David explains that, as a child, Daniel "was very playful. He was gentle, very sensitive. A sweetheart. A very good-looking boy too - he was very popular with the girls."
He and his wife, former model and socialite Jackie Rafter, separated when Daniel was four, leaving David to see his children - Daniel and Kate - at the weekends.
"I think boys generally can be more sensitive. If anything the separation probably hit Daniel harder."
But it wasn't until Daniel hit his early teens that David became aware he was acting out in destructive ways.
"At about 14, Jackie brought it to my attention that he was misbehaving in school and being difficult to manage," he explains. "To only have the kids at weekends, you are just playing dad instead of knowing."
As his teenage years went on, David says, "Daniel levelled out a bit. He was going well again. He played on the winning Senior Cup rugby team."
Then one day David received a call from Jackie.
"It was out of the blue. A couple of years before he died. The problem was very serious. She had gotten him into a rehab centre down the country. It was only in the last couple of years it seemed to escalate."
David got straight on his motorbike and went to where the boy was recovering. Together, he and Jackie sat and spoke to Daniel.
"He was offered heroin along the road. I was absolutely shocked. I have no idea who gave it to him. [Jackie] was absolutely distraught. Although we didn't see eye-to-eye on a lot of issues we pretty much joined hands and tried to put him back on track.
"He was emotional and he was ashamed, if anything, that he had brought this on us. But we both assured him that we would get him sorted. We said we loved him and we were going to get on top of this."
Afterwards, Daniel arrived back in Dublin and "seemed fine". Then there were signs of relapses and attempts at rehabilitation.
He voiced his frustration that he disliked listening to others pour their heart out about their addictions, believing he wasn't the same.
"He would sit in at meetings and think: 'What am I doing here?' He would say to himself: 'I am fine I don't need this.'"
David says there were more promises - "promises that he was on the mend and getting better".
"It was heart rending," he explains. "You want to find the guys who are supplying this stuff to him and shoot them. I wanted to know where it was coming from. How the hell it started in the first place."
He recalls an occasion when Daniel sat at the kitchen table of his home in Co Kildare with six others who asked him how his drug problem had started. He told the group that he had begun abusing drugs such as cocaine at 14. He told the group where he had first accessed them.
On the day of the inquest David lashed out. "I was angry as any parent would be. I was angry with everyone. How did it get to this stage? You tend to throw stones. But you can't do that. And that's when I was ushered out.
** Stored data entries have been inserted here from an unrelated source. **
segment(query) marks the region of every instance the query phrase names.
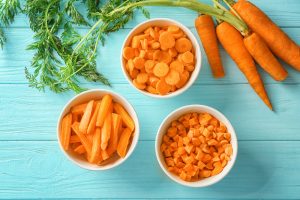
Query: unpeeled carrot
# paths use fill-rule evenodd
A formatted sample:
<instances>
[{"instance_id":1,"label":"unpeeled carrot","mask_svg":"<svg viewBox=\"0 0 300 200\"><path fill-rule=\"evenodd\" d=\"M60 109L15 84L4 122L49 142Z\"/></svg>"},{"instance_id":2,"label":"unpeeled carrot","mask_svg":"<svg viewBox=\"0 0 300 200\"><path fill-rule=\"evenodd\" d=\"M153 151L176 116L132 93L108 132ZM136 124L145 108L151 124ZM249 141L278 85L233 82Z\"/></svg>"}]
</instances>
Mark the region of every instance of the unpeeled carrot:
<instances>
[{"instance_id":1,"label":"unpeeled carrot","mask_svg":"<svg viewBox=\"0 0 300 200\"><path fill-rule=\"evenodd\" d=\"M101 101L101 105L98 111L96 126L102 127L105 117L108 113L110 105L112 104L112 97L109 94L106 94Z\"/></svg>"},{"instance_id":2,"label":"unpeeled carrot","mask_svg":"<svg viewBox=\"0 0 300 200\"><path fill-rule=\"evenodd\" d=\"M74 122L72 124L72 129L76 133L76 135L79 137L81 144L84 146L86 152L88 155L91 154L92 151L92 144L90 140L86 137L86 134L83 134L79 130L79 122Z\"/></svg>"},{"instance_id":3,"label":"unpeeled carrot","mask_svg":"<svg viewBox=\"0 0 300 200\"><path fill-rule=\"evenodd\" d=\"M265 40L275 55L300 71L300 47L262 10L248 1L238 1L233 8Z\"/></svg>"},{"instance_id":4,"label":"unpeeled carrot","mask_svg":"<svg viewBox=\"0 0 300 200\"><path fill-rule=\"evenodd\" d=\"M225 73L212 17L209 15L200 15L195 20L195 27L201 39L213 76L215 78L222 78Z\"/></svg>"},{"instance_id":5,"label":"unpeeled carrot","mask_svg":"<svg viewBox=\"0 0 300 200\"><path fill-rule=\"evenodd\" d=\"M80 125L79 125L79 131L82 133L87 132L87 129L88 129L88 126L90 123L90 119L92 116L93 106L94 106L94 100L91 100L88 102L88 104L84 110L84 114L81 118Z\"/></svg>"},{"instance_id":6,"label":"unpeeled carrot","mask_svg":"<svg viewBox=\"0 0 300 200\"><path fill-rule=\"evenodd\" d=\"M87 106L87 103L76 105L76 106L72 107L71 112L73 114L83 114L86 106Z\"/></svg>"},{"instance_id":7,"label":"unpeeled carrot","mask_svg":"<svg viewBox=\"0 0 300 200\"><path fill-rule=\"evenodd\" d=\"M256 33L244 38L244 44L254 60L276 81L283 81L288 72L272 54L265 41Z\"/></svg>"},{"instance_id":8,"label":"unpeeled carrot","mask_svg":"<svg viewBox=\"0 0 300 200\"><path fill-rule=\"evenodd\" d=\"M102 134L101 134L101 149L105 150L107 148L111 130L112 130L112 106L110 106L106 118L103 123Z\"/></svg>"},{"instance_id":9,"label":"unpeeled carrot","mask_svg":"<svg viewBox=\"0 0 300 200\"><path fill-rule=\"evenodd\" d=\"M134 130L134 121L130 117L130 115L127 113L127 111L121 106L119 103L114 103L114 110L117 114L119 114L122 118L122 121L125 123L125 125L131 130Z\"/></svg>"},{"instance_id":10,"label":"unpeeled carrot","mask_svg":"<svg viewBox=\"0 0 300 200\"><path fill-rule=\"evenodd\" d=\"M264 88L263 81L256 69L254 60L244 45L242 35L227 22L219 24L216 30L217 37L226 52L243 72L254 91L272 110L272 104Z\"/></svg>"}]
</instances>

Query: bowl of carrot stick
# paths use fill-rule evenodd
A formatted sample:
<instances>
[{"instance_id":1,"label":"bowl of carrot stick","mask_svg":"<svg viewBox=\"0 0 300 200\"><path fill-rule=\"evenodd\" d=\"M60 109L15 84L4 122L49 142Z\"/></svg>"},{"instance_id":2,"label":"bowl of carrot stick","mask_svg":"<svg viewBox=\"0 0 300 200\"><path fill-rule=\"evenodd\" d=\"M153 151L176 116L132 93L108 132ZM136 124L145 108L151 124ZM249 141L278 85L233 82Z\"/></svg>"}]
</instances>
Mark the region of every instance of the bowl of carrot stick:
<instances>
[{"instance_id":1,"label":"bowl of carrot stick","mask_svg":"<svg viewBox=\"0 0 300 200\"><path fill-rule=\"evenodd\" d=\"M201 51L193 33L166 18L137 25L126 37L121 66L127 81L139 92L170 98L186 91L201 69Z\"/></svg>"},{"instance_id":2,"label":"bowl of carrot stick","mask_svg":"<svg viewBox=\"0 0 300 200\"><path fill-rule=\"evenodd\" d=\"M108 170L134 151L139 120L121 95L104 89L82 92L63 108L57 138L64 155L88 170Z\"/></svg>"},{"instance_id":3,"label":"bowl of carrot stick","mask_svg":"<svg viewBox=\"0 0 300 200\"><path fill-rule=\"evenodd\" d=\"M156 158L173 181L188 187L206 187L232 169L238 151L229 120L204 105L188 105L170 113L155 141Z\"/></svg>"}]
</instances>

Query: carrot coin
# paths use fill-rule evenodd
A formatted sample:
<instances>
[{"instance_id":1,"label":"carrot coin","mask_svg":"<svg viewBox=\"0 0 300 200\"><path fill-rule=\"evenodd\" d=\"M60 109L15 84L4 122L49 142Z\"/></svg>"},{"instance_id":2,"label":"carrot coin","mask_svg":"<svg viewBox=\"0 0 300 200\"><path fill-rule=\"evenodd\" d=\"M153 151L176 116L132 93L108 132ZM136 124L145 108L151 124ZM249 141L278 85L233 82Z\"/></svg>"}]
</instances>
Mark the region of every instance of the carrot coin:
<instances>
[{"instance_id":1,"label":"carrot coin","mask_svg":"<svg viewBox=\"0 0 300 200\"><path fill-rule=\"evenodd\" d=\"M182 36L184 36L184 33L183 33L182 30L179 30L179 31L177 31L177 32L175 32L175 33L172 33L172 35L173 35L173 37L174 37L175 39L178 39L178 38L181 38Z\"/></svg>"},{"instance_id":2,"label":"carrot coin","mask_svg":"<svg viewBox=\"0 0 300 200\"><path fill-rule=\"evenodd\" d=\"M148 79L148 84L154 88L156 88L156 84L159 81L159 78L157 78L156 76L150 76Z\"/></svg>"},{"instance_id":3,"label":"carrot coin","mask_svg":"<svg viewBox=\"0 0 300 200\"><path fill-rule=\"evenodd\" d=\"M182 61L191 64L194 62L194 55L190 51L186 51L182 54Z\"/></svg>"},{"instance_id":4,"label":"carrot coin","mask_svg":"<svg viewBox=\"0 0 300 200\"><path fill-rule=\"evenodd\" d=\"M145 62L145 70L148 74L152 73L153 67L155 65L154 60L146 60Z\"/></svg>"},{"instance_id":5,"label":"carrot coin","mask_svg":"<svg viewBox=\"0 0 300 200\"><path fill-rule=\"evenodd\" d=\"M136 88L138 88L140 90L143 90L146 88L145 84L139 83L136 79L133 79L132 83Z\"/></svg>"},{"instance_id":6,"label":"carrot coin","mask_svg":"<svg viewBox=\"0 0 300 200\"><path fill-rule=\"evenodd\" d=\"M177 33L178 31L180 31L180 28L178 26L171 25L171 26L168 26L167 30L171 33Z\"/></svg>"},{"instance_id":7,"label":"carrot coin","mask_svg":"<svg viewBox=\"0 0 300 200\"><path fill-rule=\"evenodd\" d=\"M192 72L192 71L194 71L194 69L195 69L195 65L186 65L186 66L185 66L185 69L186 69L187 71L189 71L189 72Z\"/></svg>"},{"instance_id":8,"label":"carrot coin","mask_svg":"<svg viewBox=\"0 0 300 200\"><path fill-rule=\"evenodd\" d=\"M128 60L127 65L128 65L128 70L130 73L134 69L133 60L132 59Z\"/></svg>"},{"instance_id":9,"label":"carrot coin","mask_svg":"<svg viewBox=\"0 0 300 200\"><path fill-rule=\"evenodd\" d=\"M151 85L148 85L146 87L146 90L152 94L158 94L157 90L154 87L152 87Z\"/></svg>"},{"instance_id":10,"label":"carrot coin","mask_svg":"<svg viewBox=\"0 0 300 200\"><path fill-rule=\"evenodd\" d=\"M132 79L135 79L138 74L139 74L139 71L137 69L133 69L129 75Z\"/></svg>"},{"instance_id":11,"label":"carrot coin","mask_svg":"<svg viewBox=\"0 0 300 200\"><path fill-rule=\"evenodd\" d=\"M174 58L174 57L176 57L177 56L177 51L176 51L176 49L173 47L173 48L171 48L171 49L169 49L168 50L168 53L170 54L170 56L172 57L172 58Z\"/></svg>"},{"instance_id":12,"label":"carrot coin","mask_svg":"<svg viewBox=\"0 0 300 200\"><path fill-rule=\"evenodd\" d=\"M134 49L133 48L131 48L131 47L125 47L123 49L123 57L126 60L132 59L134 56L135 56L135 54L134 54Z\"/></svg>"},{"instance_id":13,"label":"carrot coin","mask_svg":"<svg viewBox=\"0 0 300 200\"><path fill-rule=\"evenodd\" d=\"M179 73L173 69L167 74L165 81L169 85L176 85L180 81Z\"/></svg>"},{"instance_id":14,"label":"carrot coin","mask_svg":"<svg viewBox=\"0 0 300 200\"><path fill-rule=\"evenodd\" d=\"M157 82L157 84L156 84L156 90L158 91L158 93L160 95L165 95L165 94L167 94L167 93L170 92L171 86L168 85L165 82L165 80L162 79L162 80L160 80L160 81Z\"/></svg>"},{"instance_id":15,"label":"carrot coin","mask_svg":"<svg viewBox=\"0 0 300 200\"><path fill-rule=\"evenodd\" d=\"M164 77L169 72L169 66L166 63L160 62L154 66L153 73L157 77Z\"/></svg>"},{"instance_id":16,"label":"carrot coin","mask_svg":"<svg viewBox=\"0 0 300 200\"><path fill-rule=\"evenodd\" d=\"M162 50L167 50L175 46L175 39L170 32L164 31L159 36L159 43Z\"/></svg>"},{"instance_id":17,"label":"carrot coin","mask_svg":"<svg viewBox=\"0 0 300 200\"><path fill-rule=\"evenodd\" d=\"M136 57L133 59L133 64L134 64L135 68L143 69L144 65L145 65L145 60L144 60L144 58Z\"/></svg>"},{"instance_id":18,"label":"carrot coin","mask_svg":"<svg viewBox=\"0 0 300 200\"><path fill-rule=\"evenodd\" d=\"M160 47L160 43L159 42L153 42L152 44L151 44L151 48L152 49L158 49Z\"/></svg>"},{"instance_id":19,"label":"carrot coin","mask_svg":"<svg viewBox=\"0 0 300 200\"><path fill-rule=\"evenodd\" d=\"M180 81L176 84L176 87L182 88L188 81L190 74L188 71L184 71L183 73L180 73L179 76L180 76Z\"/></svg>"},{"instance_id":20,"label":"carrot coin","mask_svg":"<svg viewBox=\"0 0 300 200\"><path fill-rule=\"evenodd\" d=\"M144 84L148 81L148 74L147 73L140 73L137 75L136 80L138 83Z\"/></svg>"},{"instance_id":21,"label":"carrot coin","mask_svg":"<svg viewBox=\"0 0 300 200\"><path fill-rule=\"evenodd\" d=\"M176 40L175 48L179 53L184 53L186 51L192 50L192 43L187 38L180 38Z\"/></svg>"},{"instance_id":22,"label":"carrot coin","mask_svg":"<svg viewBox=\"0 0 300 200\"><path fill-rule=\"evenodd\" d=\"M179 62L178 60L175 60L170 64L170 69L174 69L179 73L183 73L184 65L181 62Z\"/></svg>"}]
</instances>

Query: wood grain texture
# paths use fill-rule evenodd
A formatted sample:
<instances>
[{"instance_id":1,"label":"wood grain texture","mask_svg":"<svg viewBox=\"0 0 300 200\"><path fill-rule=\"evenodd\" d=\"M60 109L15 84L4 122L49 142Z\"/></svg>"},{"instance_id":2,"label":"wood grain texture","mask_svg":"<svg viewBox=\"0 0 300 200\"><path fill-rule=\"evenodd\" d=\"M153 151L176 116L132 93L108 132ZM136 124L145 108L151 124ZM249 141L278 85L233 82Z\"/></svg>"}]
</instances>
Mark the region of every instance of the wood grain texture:
<instances>
[{"instance_id":1,"label":"wood grain texture","mask_svg":"<svg viewBox=\"0 0 300 200\"><path fill-rule=\"evenodd\" d=\"M87 171L56 142L0 142L0 197L6 198L300 198L300 142L239 142L233 170L208 188L186 188L164 175L153 141L141 141L123 165Z\"/></svg>"},{"instance_id":2,"label":"wood grain texture","mask_svg":"<svg viewBox=\"0 0 300 200\"><path fill-rule=\"evenodd\" d=\"M266 85L276 112L269 111L248 84L193 85L166 100L146 97L129 84L114 84L112 89L136 109L141 140L154 140L164 117L188 104L209 105L223 112L240 140L300 140L300 84ZM0 85L0 140L56 140L57 118L72 96L40 93L23 84Z\"/></svg>"},{"instance_id":3,"label":"wood grain texture","mask_svg":"<svg viewBox=\"0 0 300 200\"><path fill-rule=\"evenodd\" d=\"M195 28L191 29L199 41ZM86 30L81 30L84 33ZM97 58L98 71L110 78L112 83L127 83L121 71L119 53L121 52L122 43L129 33L129 29L120 30L112 33L107 39L104 47L99 47L99 56ZM300 28L284 28L291 38L300 43ZM8 31L8 43L3 51L0 51L0 84L1 83L27 83L24 76L24 67L30 66L33 52L26 51L26 46L32 40L32 32L28 28L13 28ZM229 58L223 48L221 48L221 56L225 67L226 76L222 79L214 79L211 75L210 68L207 63L206 55L199 41L202 52L202 68L196 84L233 84L246 83L246 79L239 71L235 63ZM300 83L300 73L284 64L289 71L289 77L285 83ZM268 74L260 68L266 83L278 83L274 81ZM86 82L81 80L81 82Z\"/></svg>"}]
</instances>

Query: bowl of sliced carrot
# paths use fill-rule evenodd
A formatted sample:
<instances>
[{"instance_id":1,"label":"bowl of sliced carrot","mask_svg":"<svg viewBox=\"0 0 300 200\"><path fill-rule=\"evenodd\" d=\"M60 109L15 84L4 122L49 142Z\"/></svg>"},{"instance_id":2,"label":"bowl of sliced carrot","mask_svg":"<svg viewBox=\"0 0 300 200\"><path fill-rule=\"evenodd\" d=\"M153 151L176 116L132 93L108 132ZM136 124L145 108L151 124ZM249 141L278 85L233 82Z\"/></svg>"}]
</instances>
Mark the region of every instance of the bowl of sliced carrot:
<instances>
[{"instance_id":1,"label":"bowl of sliced carrot","mask_svg":"<svg viewBox=\"0 0 300 200\"><path fill-rule=\"evenodd\" d=\"M58 119L57 137L73 163L89 170L107 170L132 154L139 138L139 121L124 97L93 89L66 104Z\"/></svg>"},{"instance_id":2,"label":"bowl of sliced carrot","mask_svg":"<svg viewBox=\"0 0 300 200\"><path fill-rule=\"evenodd\" d=\"M229 173L238 145L235 131L222 113L208 106L189 105L164 119L155 150L170 179L189 187L206 187Z\"/></svg>"},{"instance_id":3,"label":"bowl of sliced carrot","mask_svg":"<svg viewBox=\"0 0 300 200\"><path fill-rule=\"evenodd\" d=\"M165 18L137 25L124 41L121 66L128 82L139 92L169 98L186 91L197 79L201 51L193 33Z\"/></svg>"}]
</instances>

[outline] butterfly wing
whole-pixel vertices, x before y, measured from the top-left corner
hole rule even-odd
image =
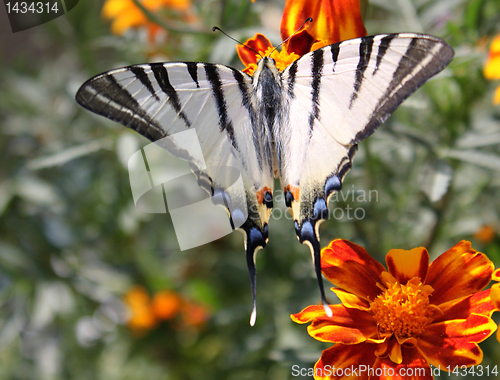
[[[272,193],[271,158],[256,135],[252,79],[223,65],[154,63],[116,69],[88,80],[76,100],[99,115],[132,128],[189,162],[199,185],[226,207],[233,228],[245,234],[255,309],[254,253],[265,246]],[[174,139],[196,131],[202,160]],[[244,190],[235,188],[234,171]],[[253,313],[255,320],[255,313]]]
[[[290,117],[278,134],[280,179],[297,237],[311,247],[321,290],[318,228],[328,218],[329,197],[351,168],[356,144],[453,54],[432,36],[376,35],[318,49],[283,71]]]

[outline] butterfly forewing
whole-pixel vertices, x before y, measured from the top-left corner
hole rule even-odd
[[[263,156],[266,150],[249,143],[259,141],[251,84],[251,77],[223,65],[155,63],[98,75],[80,88],[76,99],[85,108],[152,141],[195,130],[203,163],[191,157],[189,149],[162,146],[189,161],[198,176],[206,174],[203,187],[207,191],[226,191],[229,201],[243,199],[247,207],[244,214],[252,217],[250,224],[263,231],[268,217],[258,212],[262,205],[256,193],[262,187],[272,189],[273,180],[271,160]],[[225,167],[240,171],[244,194],[230,193],[234,189],[229,189],[232,183],[226,178],[231,175],[225,174]]]

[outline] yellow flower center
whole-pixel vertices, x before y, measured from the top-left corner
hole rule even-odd
[[[284,70],[290,63],[300,58],[300,55],[294,53],[293,51],[289,53],[286,51],[284,47],[282,48],[281,51],[275,50],[272,47],[267,48],[267,50],[264,52],[264,55],[265,56],[271,55],[271,58],[273,58],[276,61],[276,67],[278,68],[279,71]]]
[[[299,59],[300,55],[294,53],[293,51],[288,53],[285,47],[283,47],[281,51],[278,51],[271,46],[268,47],[266,51],[259,50],[259,55],[257,56],[257,60],[261,59],[261,57],[271,57],[276,62],[276,68],[279,71],[283,71],[290,63]],[[248,75],[252,75],[256,69],[257,69],[256,63],[249,63],[243,71],[246,72]]]
[[[370,303],[381,336],[395,334],[410,338],[421,334],[433,318],[434,308],[429,305],[429,285],[413,278],[406,285],[387,284],[385,291]]]

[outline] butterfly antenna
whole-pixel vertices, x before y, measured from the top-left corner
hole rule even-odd
[[[257,54],[260,58],[263,58],[262,55],[260,55],[260,53],[255,50],[255,49],[252,49],[250,46],[248,45],[245,45],[243,42],[240,42],[238,41],[237,39],[231,37],[229,34],[227,34],[226,32],[224,32],[221,28],[219,28],[218,26],[214,26],[212,28],[212,32],[215,32],[216,30],[218,30],[219,32],[221,32],[223,35],[225,35],[226,37],[230,38],[231,40],[233,40],[234,42],[237,42],[238,44],[240,45],[243,45],[244,47],[246,47],[247,49],[250,49],[251,51],[253,51],[255,54]]]
[[[278,50],[278,48],[279,48],[279,47],[281,47],[281,45],[283,45],[285,42],[287,42],[290,38],[292,38],[293,36],[295,36],[295,35],[296,35],[296,34],[297,34],[297,33],[298,33],[298,32],[299,32],[299,31],[300,31],[300,30],[304,27],[304,25],[306,24],[306,22],[313,22],[312,17],[308,17],[308,18],[306,18],[306,20],[305,20],[305,21],[304,21],[304,22],[303,22],[303,23],[299,26],[299,28],[298,28],[295,32],[293,32],[293,33],[292,33],[292,35],[291,35],[291,36],[289,36],[289,37],[288,37],[285,41],[283,41],[282,43],[280,43],[278,46],[276,46],[276,47],[273,49],[273,51],[271,52],[271,54],[272,54],[275,50]],[[269,55],[271,55],[271,54],[269,54]]]

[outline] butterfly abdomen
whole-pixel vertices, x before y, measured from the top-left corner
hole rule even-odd
[[[274,59],[264,57],[252,76],[258,114],[259,135],[266,137],[266,147],[272,159],[272,170],[278,176],[278,155],[275,131],[283,120],[283,85]]]

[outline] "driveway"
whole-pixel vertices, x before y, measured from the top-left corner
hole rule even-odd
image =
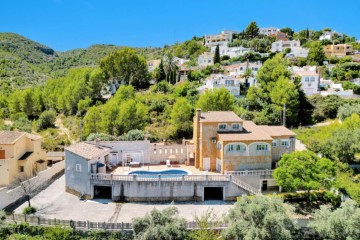
[[[65,192],[65,176],[54,181],[49,187],[36,195],[31,203],[37,208],[36,215],[44,218],[96,222],[131,222],[134,217],[142,217],[152,209],[165,209],[175,206],[179,216],[193,221],[207,209],[213,209],[221,217],[233,205],[223,201],[187,202],[187,203],[114,203],[109,200],[80,201],[77,196]],[[15,210],[22,213],[27,206],[24,203]]]

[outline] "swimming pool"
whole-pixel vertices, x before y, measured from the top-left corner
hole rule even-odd
[[[159,171],[135,170],[129,172],[129,175],[190,175],[191,173],[184,169],[164,169]]]

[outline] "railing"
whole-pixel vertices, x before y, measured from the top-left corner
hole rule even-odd
[[[27,222],[32,225],[45,225],[45,226],[63,226],[63,227],[75,227],[76,229],[103,229],[103,230],[123,230],[132,231],[133,224],[129,222],[91,222],[91,221],[73,221],[73,220],[61,220],[42,218],[39,216],[27,216],[22,214],[11,214],[6,217],[8,222],[22,223]],[[228,227],[226,223],[214,224],[212,229],[224,229]],[[196,222],[187,222],[186,228],[189,230],[199,229]]]
[[[201,182],[201,181],[230,181],[229,175],[175,175],[175,174],[142,174],[142,175],[115,175],[115,174],[91,174],[92,181],[138,181],[138,182]]]
[[[245,170],[245,171],[225,171],[225,174],[233,176],[272,176],[274,170]]]
[[[237,185],[238,187],[240,187],[242,189],[245,189],[246,191],[248,191],[252,194],[260,194],[261,193],[260,189],[256,189],[253,186],[250,186],[249,184],[238,179],[237,177],[232,177],[231,180],[235,185]]]

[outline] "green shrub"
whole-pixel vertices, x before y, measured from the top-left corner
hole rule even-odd
[[[23,210],[23,214],[26,214],[26,215],[33,214],[33,213],[36,213],[36,208],[34,208],[34,207],[26,207]]]

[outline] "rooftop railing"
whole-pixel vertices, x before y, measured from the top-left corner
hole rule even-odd
[[[118,175],[118,174],[91,174],[91,181],[165,181],[165,182],[227,182],[231,180],[230,175],[176,175],[176,174],[141,174],[141,175]]]

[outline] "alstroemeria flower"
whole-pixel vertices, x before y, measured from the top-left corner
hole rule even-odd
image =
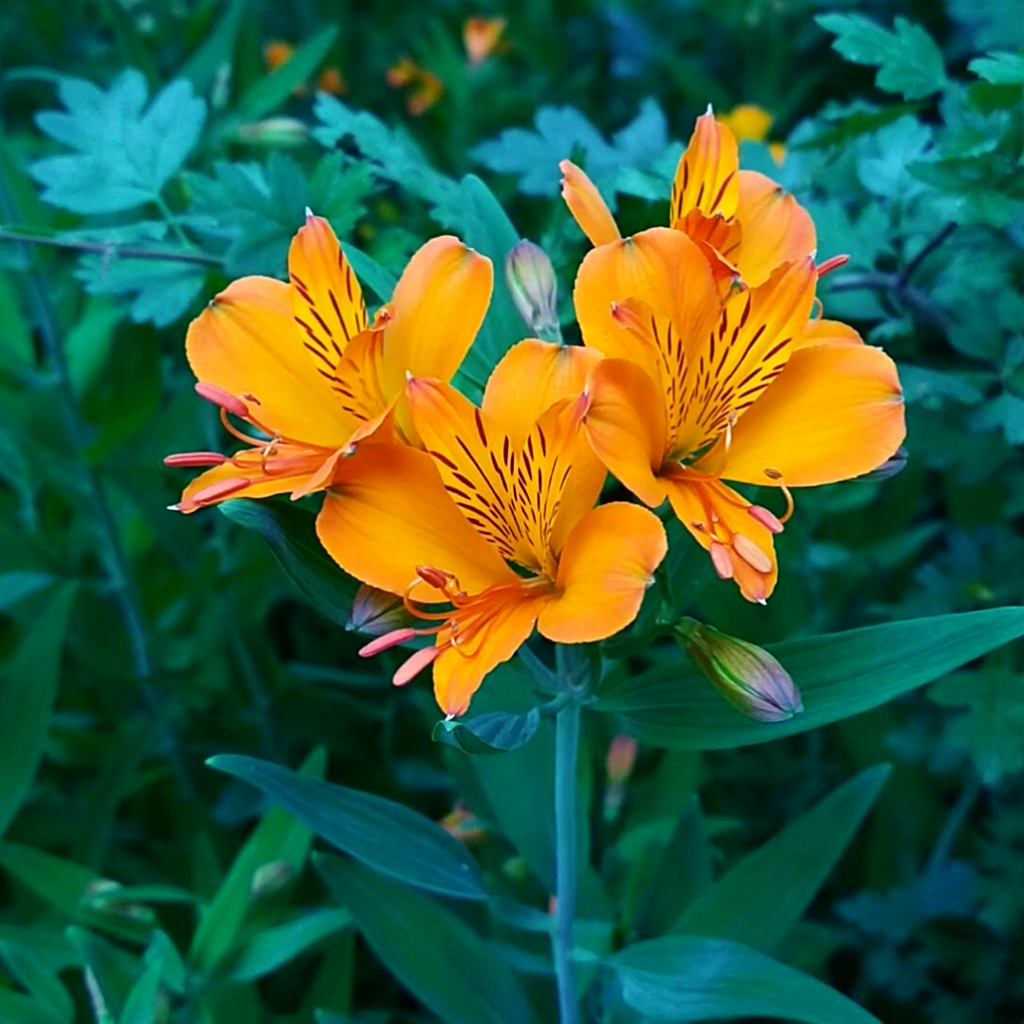
[[[620,239],[593,182],[563,160],[562,196],[595,246]],[[783,263],[817,248],[814,222],[781,185],[757,171],[741,171],[736,138],[708,112],[697,118],[672,185],[669,226],[692,238],[726,283],[737,274],[754,287]]]
[[[227,498],[298,498],[329,486],[360,441],[415,441],[406,373],[449,380],[492,287],[490,260],[435,238],[370,323],[334,232],[312,215],[292,242],[288,276],[233,282],[189,327],[196,390],[246,447],[169,456],[168,465],[213,467],[185,488],[181,512]]]
[[[700,248],[652,228],[592,250],[576,279],[583,339],[606,357],[588,383],[594,451],[646,505],[668,498],[751,601],[775,586],[788,488],[867,473],[905,434],[892,360],[809,321],[817,278],[805,257],[723,299]],[[781,488],[787,516],[723,480]]]
[[[426,451],[361,449],[317,521],[346,572],[405,596],[432,625],[399,629],[434,643],[395,673],[433,665],[437,702],[462,714],[484,676],[533,632],[601,640],[636,617],[665,555],[657,517],[638,505],[593,508],[605,477],[580,429],[588,372],[600,357],[528,340],[495,368],[481,408],[414,377],[408,396]],[[447,607],[444,607],[447,606]]]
I was very emotional.
"I wish I had spent more time with him- been more involved in his upbringing."
On the day he heard the news, David went back to the place his son's body was found - in the toilets at the Fitzwilliam Hotel on St Stephen's Green.
"I went up and sat in the toilet where he was found and I sat there just crying and thinking: 'Is this where it all ended for him?' I asked myself: 'How did it get to this?'
"You never think it will happen to you. I would tell parents to keep a close eye on their kids.
"Don't be afraid to ask: 'What are you up to? Where are you going? Who were you with last night?' Keep your eye on the ball. Don't take it for granted that they are behaving," he said.